Our neighbours across the ditch have been identified as the market best placed to alleviate the massive drop-off in Chinese visitors due to coronavirus which is costing $250 million a month.
Stephen England-Hall from Tourism New Zealand says it's important the new campaign featuring the New Zealand winter is put out quickly.
"Clearly the longer it goes on for and the more markets impacted by restrictions the worse it will be."
But the new campaign could be in vain with Prime Minister Jacinda Ardern saying on Tuesday afternoon she is not ruling out travel restrictions on Australians travelling here if the outbreak worsens.

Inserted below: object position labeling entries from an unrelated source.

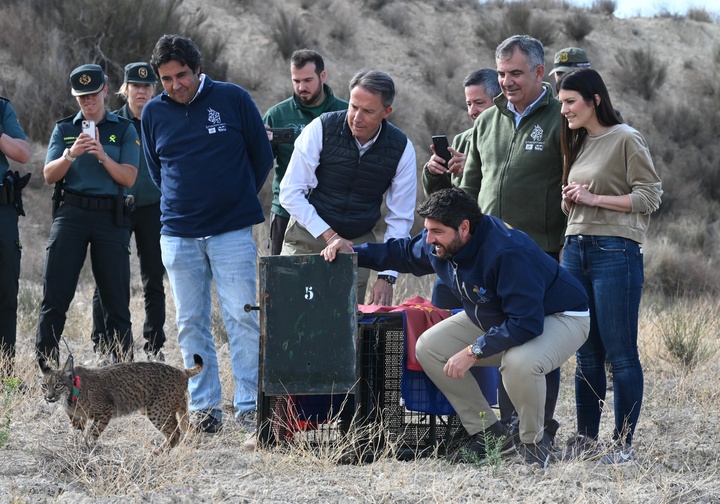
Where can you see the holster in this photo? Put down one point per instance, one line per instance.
(57, 196)
(119, 205)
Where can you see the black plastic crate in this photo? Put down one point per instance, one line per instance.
(407, 432)
(375, 416)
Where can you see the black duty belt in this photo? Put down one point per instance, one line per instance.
(89, 202)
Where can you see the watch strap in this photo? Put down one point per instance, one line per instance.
(388, 278)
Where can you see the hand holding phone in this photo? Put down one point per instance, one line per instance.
(88, 127)
(281, 135)
(441, 148)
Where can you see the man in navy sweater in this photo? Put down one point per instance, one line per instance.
(521, 311)
(208, 152)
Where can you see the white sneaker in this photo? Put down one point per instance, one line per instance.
(619, 455)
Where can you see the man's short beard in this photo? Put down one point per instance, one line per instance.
(311, 101)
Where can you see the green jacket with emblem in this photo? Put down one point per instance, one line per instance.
(86, 174)
(144, 190)
(516, 174)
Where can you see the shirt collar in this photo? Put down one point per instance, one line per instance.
(363, 148)
(518, 116)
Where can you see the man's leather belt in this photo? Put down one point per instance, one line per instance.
(89, 202)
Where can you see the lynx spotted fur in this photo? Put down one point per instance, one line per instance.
(97, 395)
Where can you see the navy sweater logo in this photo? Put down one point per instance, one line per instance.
(215, 122)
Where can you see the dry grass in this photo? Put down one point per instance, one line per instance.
(42, 460)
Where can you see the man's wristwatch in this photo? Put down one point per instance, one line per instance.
(474, 351)
(389, 279)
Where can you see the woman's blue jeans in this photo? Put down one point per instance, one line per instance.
(611, 270)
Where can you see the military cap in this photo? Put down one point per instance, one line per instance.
(87, 79)
(569, 59)
(139, 72)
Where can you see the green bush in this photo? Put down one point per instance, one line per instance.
(578, 26)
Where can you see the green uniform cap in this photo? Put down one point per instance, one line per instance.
(566, 60)
(140, 72)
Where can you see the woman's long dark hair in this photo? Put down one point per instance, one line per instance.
(588, 83)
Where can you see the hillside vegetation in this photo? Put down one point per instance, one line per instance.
(663, 74)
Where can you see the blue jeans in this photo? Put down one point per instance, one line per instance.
(192, 264)
(611, 270)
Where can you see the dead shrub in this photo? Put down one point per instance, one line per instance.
(607, 7)
(289, 34)
(641, 72)
(674, 271)
(395, 17)
(700, 15)
(110, 35)
(578, 26)
(687, 329)
(518, 18)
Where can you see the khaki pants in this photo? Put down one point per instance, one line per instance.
(523, 369)
(299, 241)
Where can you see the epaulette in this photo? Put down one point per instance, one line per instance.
(66, 119)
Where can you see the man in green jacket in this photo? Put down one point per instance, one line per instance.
(481, 86)
(514, 165)
(311, 98)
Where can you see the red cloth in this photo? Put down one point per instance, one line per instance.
(420, 314)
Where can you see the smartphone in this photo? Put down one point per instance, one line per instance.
(282, 135)
(89, 128)
(441, 148)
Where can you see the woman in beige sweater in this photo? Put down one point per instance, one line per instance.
(610, 188)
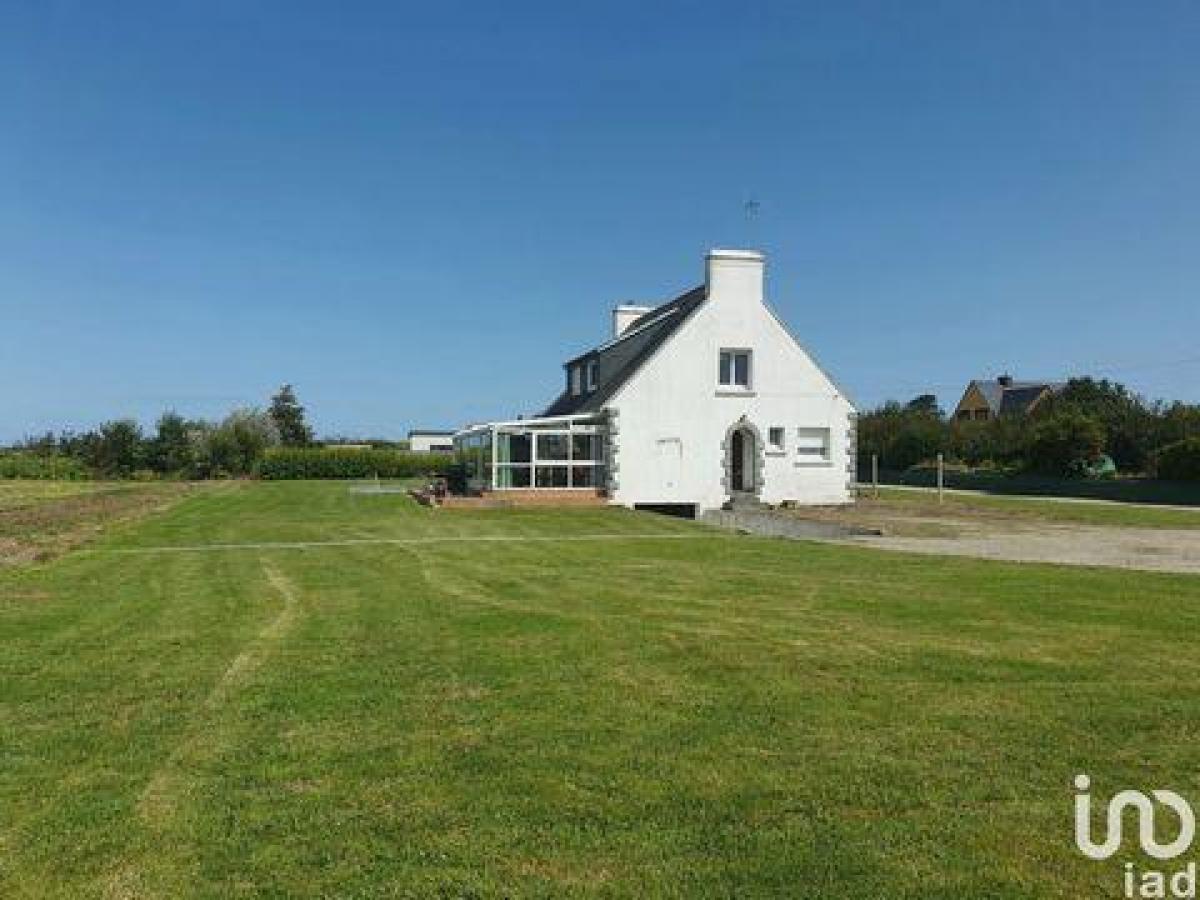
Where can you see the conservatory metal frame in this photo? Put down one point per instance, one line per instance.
(479, 447)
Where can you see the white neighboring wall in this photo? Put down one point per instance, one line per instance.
(431, 442)
(672, 420)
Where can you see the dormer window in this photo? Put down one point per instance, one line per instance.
(733, 370)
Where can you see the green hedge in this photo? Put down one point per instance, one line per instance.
(1179, 461)
(57, 468)
(317, 462)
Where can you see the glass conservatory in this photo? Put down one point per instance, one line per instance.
(557, 453)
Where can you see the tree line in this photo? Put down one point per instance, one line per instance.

"It's about constantly looking at the evidence and what's happening in those jurisdictions and making decisions as we go based on the evidence."
Some retailers could use the boost in business with many seeing a drop-off in sales, despite a massive spike with New Zealanders panic-buying over the weekend.
Greg Hartford from Retail New Zealand says: "We've heard of firms that have lost very very significant parts of their business and ultimately that's not going to be sustainable".
But there could be good news for homeowners with many economists predicting cuts to the official cash rate meaning lower interest rates.
Informetrics economist Brad Olsen says: "The Reserve Bank possibly cutting up to 50 basis points off the official cash rate - that would bring down the dollar, that would also try and boost some of the confidence coming through to employers."
The United States Federal Reserve is considering an emergency rates cut and the Australian Reserve Bank on Tuesday afternoon cut its official interest rates to a record low of 0.5.
Olsen says we need to take responsibility for our own economy by buying local and flying local.
"It will be up to us at home to make sure we are still moving around, however if we do have a wider outbreak in New Zealand or we do have households that are scared to go out they are fearing that COVID-19 will spread then we will see that domestic market start to shrink."